From Tacoma Daily Ledger
September 17, 1885

Hop picking is advancing although the rain has been heavy. The Indians do not stop much for wet weather. The women, with calico dresses and many of them with bare feet, work all day, but they are not exempt from diseases, many of them are dying with consumption and lung diseases.
There are quite a number of white loafers around this year as usual furnishing the Indians with liquor. These tramps are too lazy to work and sell the whiskey to the Indians at a large profit, thus getting enough money to keep themselves in whiskey.
Three prisoners were “sent up”last week. If Puyallup was incorporated the town could get considerable road work done each fall very cheaply by this class of men.
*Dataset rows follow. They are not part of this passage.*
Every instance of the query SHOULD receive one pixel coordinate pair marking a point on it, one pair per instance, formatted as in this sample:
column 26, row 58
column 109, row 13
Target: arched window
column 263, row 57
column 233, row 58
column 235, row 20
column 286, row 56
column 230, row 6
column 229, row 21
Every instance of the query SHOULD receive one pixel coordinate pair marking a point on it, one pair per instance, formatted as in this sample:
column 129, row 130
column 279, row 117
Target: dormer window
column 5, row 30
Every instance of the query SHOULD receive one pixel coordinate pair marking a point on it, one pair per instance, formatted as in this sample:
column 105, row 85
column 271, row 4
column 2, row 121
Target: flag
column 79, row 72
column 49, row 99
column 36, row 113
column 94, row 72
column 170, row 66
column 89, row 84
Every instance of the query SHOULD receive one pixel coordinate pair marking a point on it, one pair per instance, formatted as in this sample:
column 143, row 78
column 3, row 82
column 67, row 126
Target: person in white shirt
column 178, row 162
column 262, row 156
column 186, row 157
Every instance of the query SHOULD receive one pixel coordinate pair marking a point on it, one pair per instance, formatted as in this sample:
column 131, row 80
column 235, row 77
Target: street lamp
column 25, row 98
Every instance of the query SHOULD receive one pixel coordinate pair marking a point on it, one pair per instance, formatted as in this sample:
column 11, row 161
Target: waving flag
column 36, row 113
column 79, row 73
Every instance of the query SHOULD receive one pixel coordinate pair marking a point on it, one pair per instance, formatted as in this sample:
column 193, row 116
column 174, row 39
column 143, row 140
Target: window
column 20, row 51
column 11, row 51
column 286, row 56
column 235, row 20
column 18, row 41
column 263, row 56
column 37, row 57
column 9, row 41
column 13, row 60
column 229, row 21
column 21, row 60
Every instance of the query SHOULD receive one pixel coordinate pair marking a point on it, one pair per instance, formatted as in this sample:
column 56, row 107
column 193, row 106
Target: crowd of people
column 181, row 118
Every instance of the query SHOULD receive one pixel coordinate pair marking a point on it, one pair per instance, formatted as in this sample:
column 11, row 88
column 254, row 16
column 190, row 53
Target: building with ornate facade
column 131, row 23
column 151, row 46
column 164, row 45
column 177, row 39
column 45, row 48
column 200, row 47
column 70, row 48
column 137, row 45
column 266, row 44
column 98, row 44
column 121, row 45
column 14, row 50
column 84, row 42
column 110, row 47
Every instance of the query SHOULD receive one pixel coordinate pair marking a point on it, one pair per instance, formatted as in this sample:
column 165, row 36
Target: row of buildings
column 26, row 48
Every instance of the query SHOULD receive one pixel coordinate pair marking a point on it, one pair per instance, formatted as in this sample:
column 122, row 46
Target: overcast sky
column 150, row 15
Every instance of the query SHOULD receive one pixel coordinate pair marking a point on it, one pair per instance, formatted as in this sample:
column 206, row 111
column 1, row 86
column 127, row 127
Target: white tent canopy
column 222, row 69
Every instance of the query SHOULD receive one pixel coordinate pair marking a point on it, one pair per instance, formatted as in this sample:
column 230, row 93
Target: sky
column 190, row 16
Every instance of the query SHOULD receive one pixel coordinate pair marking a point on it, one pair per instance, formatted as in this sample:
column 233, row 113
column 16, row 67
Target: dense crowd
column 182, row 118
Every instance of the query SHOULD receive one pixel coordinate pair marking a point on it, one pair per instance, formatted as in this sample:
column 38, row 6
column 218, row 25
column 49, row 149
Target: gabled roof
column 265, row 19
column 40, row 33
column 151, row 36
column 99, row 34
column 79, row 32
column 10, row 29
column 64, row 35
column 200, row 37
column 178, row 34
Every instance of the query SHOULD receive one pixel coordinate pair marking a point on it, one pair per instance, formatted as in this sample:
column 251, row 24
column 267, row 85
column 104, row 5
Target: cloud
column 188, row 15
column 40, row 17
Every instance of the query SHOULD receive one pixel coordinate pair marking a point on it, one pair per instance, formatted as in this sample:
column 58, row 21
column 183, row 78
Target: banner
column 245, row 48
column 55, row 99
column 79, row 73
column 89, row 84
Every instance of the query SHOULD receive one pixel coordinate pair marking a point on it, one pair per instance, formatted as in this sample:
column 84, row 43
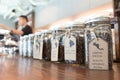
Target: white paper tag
column 24, row 48
column 41, row 48
column 36, row 49
column 98, row 54
column 54, row 51
column 70, row 48
column 29, row 48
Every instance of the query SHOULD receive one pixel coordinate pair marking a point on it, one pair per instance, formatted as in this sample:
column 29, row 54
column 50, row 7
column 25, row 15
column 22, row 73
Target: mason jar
column 36, row 46
column 98, row 38
column 57, row 45
column 25, row 38
column 47, row 45
column 76, row 31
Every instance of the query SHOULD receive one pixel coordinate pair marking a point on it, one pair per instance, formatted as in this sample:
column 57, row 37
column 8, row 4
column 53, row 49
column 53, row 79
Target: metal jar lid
column 96, row 21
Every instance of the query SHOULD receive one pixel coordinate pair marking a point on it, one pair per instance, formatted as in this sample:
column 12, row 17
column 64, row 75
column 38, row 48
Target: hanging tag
column 54, row 51
column 41, row 49
column 98, row 54
column 70, row 48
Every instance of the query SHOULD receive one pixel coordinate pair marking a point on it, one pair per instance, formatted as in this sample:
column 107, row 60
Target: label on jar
column 70, row 48
column 54, row 51
column 41, row 48
column 24, row 48
column 98, row 54
column 29, row 48
column 36, row 50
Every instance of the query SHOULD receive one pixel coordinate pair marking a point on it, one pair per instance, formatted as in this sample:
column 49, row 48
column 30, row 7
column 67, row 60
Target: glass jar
column 21, row 46
column 47, row 45
column 25, row 38
column 77, row 31
column 57, row 49
column 99, row 44
column 30, row 46
column 36, row 46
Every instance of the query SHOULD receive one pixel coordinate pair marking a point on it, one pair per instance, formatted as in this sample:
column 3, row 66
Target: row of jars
column 87, row 44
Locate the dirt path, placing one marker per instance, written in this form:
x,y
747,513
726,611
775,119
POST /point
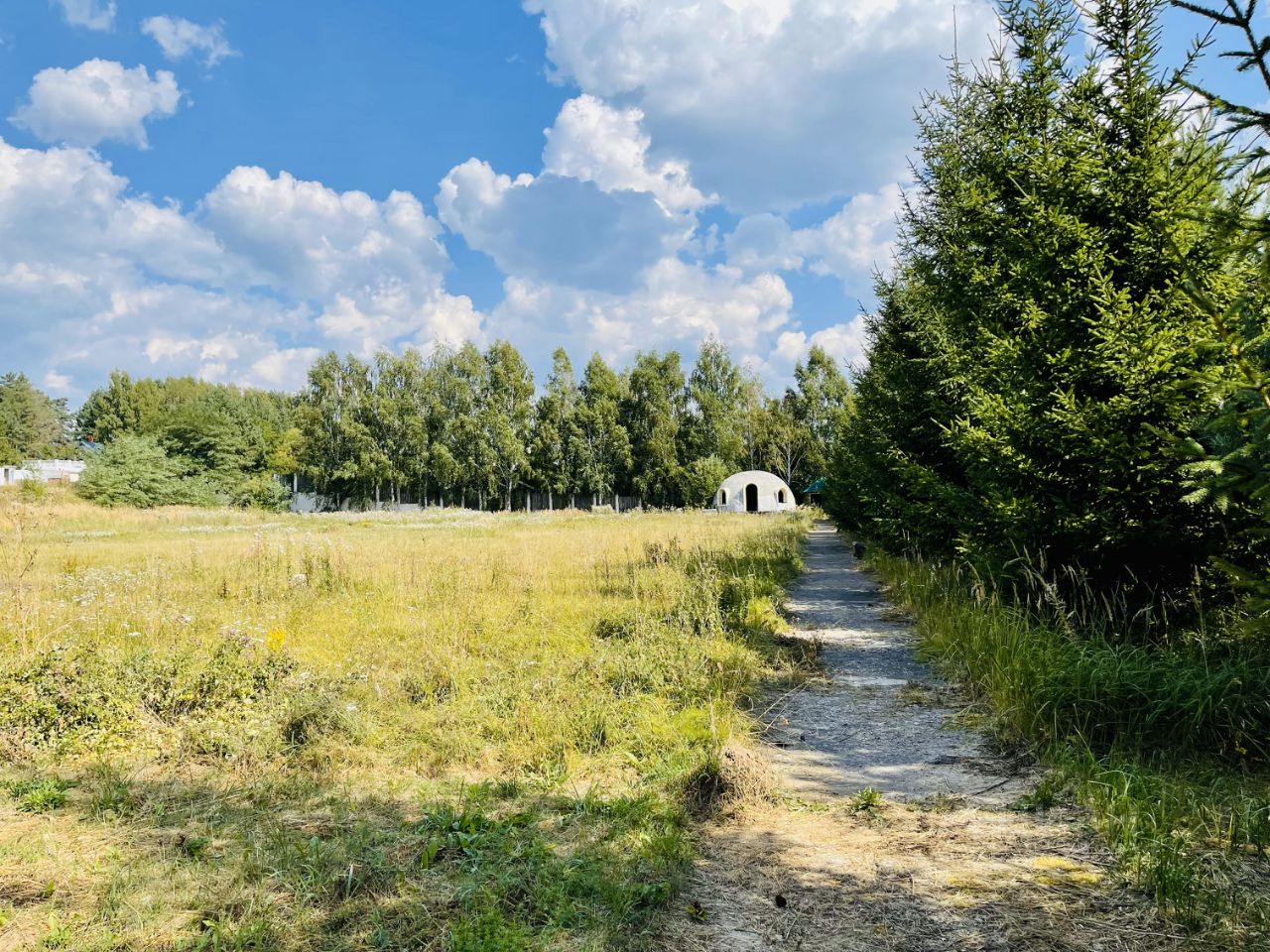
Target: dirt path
x,y
943,862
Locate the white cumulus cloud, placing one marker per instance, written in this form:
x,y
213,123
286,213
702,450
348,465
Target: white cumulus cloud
x,y
263,275
775,103
593,141
180,39
96,100
559,230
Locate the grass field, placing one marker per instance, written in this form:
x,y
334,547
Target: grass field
x,y
445,730
1169,747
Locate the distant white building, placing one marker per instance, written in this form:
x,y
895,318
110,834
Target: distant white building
x,y
42,471
753,492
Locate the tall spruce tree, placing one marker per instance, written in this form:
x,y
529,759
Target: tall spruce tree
x,y
1039,299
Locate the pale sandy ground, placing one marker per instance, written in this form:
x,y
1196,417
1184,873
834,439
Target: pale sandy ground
x,y
943,864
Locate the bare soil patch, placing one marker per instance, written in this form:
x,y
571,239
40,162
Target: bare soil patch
x,y
935,860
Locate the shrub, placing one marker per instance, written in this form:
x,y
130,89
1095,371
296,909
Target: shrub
x,y
261,492
131,471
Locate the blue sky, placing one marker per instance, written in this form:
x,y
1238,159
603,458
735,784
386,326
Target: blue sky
x,y
230,186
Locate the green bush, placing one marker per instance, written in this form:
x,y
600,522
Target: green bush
x,y
261,492
136,471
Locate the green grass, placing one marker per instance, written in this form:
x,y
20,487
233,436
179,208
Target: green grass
x,y
1167,746
439,731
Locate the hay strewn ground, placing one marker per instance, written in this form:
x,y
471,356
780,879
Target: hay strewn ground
x,y
248,731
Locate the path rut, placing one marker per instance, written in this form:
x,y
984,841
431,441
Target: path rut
x,y
943,864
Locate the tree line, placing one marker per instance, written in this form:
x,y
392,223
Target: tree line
x,y
454,426
1067,368
467,426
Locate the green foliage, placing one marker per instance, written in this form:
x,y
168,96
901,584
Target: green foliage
x,y
39,796
1229,453
137,471
462,426
218,442
32,424
1167,747
1038,348
701,479
654,407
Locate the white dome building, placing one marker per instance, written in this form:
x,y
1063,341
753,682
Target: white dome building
x,y
753,492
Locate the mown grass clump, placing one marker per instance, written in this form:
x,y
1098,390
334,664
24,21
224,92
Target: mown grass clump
x,y
1167,744
436,731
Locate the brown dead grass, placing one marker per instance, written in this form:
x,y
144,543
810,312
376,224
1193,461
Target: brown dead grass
x,y
908,878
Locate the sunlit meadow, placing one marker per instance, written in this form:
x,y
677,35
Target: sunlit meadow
x,y
443,730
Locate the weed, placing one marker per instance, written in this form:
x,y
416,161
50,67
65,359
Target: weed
x,y
277,706
1167,743
39,796
866,801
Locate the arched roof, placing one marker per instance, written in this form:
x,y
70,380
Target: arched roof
x,y
766,483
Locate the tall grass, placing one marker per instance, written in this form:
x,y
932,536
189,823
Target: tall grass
x,y
1167,744
421,731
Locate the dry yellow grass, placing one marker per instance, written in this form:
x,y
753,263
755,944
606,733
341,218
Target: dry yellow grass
x,y
354,731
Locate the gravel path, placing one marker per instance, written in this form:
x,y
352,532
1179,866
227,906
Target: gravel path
x,y
943,864
880,719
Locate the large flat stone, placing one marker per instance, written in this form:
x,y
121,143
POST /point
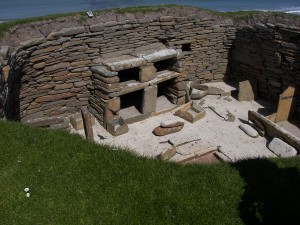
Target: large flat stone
x,y
123,63
102,70
158,55
281,148
162,131
71,31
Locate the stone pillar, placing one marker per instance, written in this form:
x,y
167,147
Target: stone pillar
x,y
147,73
112,109
149,99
This is a crime that needs to be severely dealt with. The wild Indians come to town on their horses and securing liquor become reckless, and go to their camps up the valley racing and yelling. Children have to run for their lives to prevent getting run over. If it was not for this one article being furnished to the Indians by these white loafers, hop picking would pass off with hardly a disturbance of any kind. Not a very high compliment to the whites, that 3000 or 4000 Indians can dwell here in a radius of twenty miles in entire peace, only as disturbed by the whites. Most of the farmers are picking their crops. Quite a number of the small growers have sold their crops on the poles to local speculators, and larger growers at the three-quarters of a cent and a cent a pound.
The bright sun following the heavy rains has caused the hops to turn brown. It is now estimated that with this loss from this change from the weather, the short crop from the drought and the amount that will not be picked, that Washington territory will not put on the market over half the amount of last year.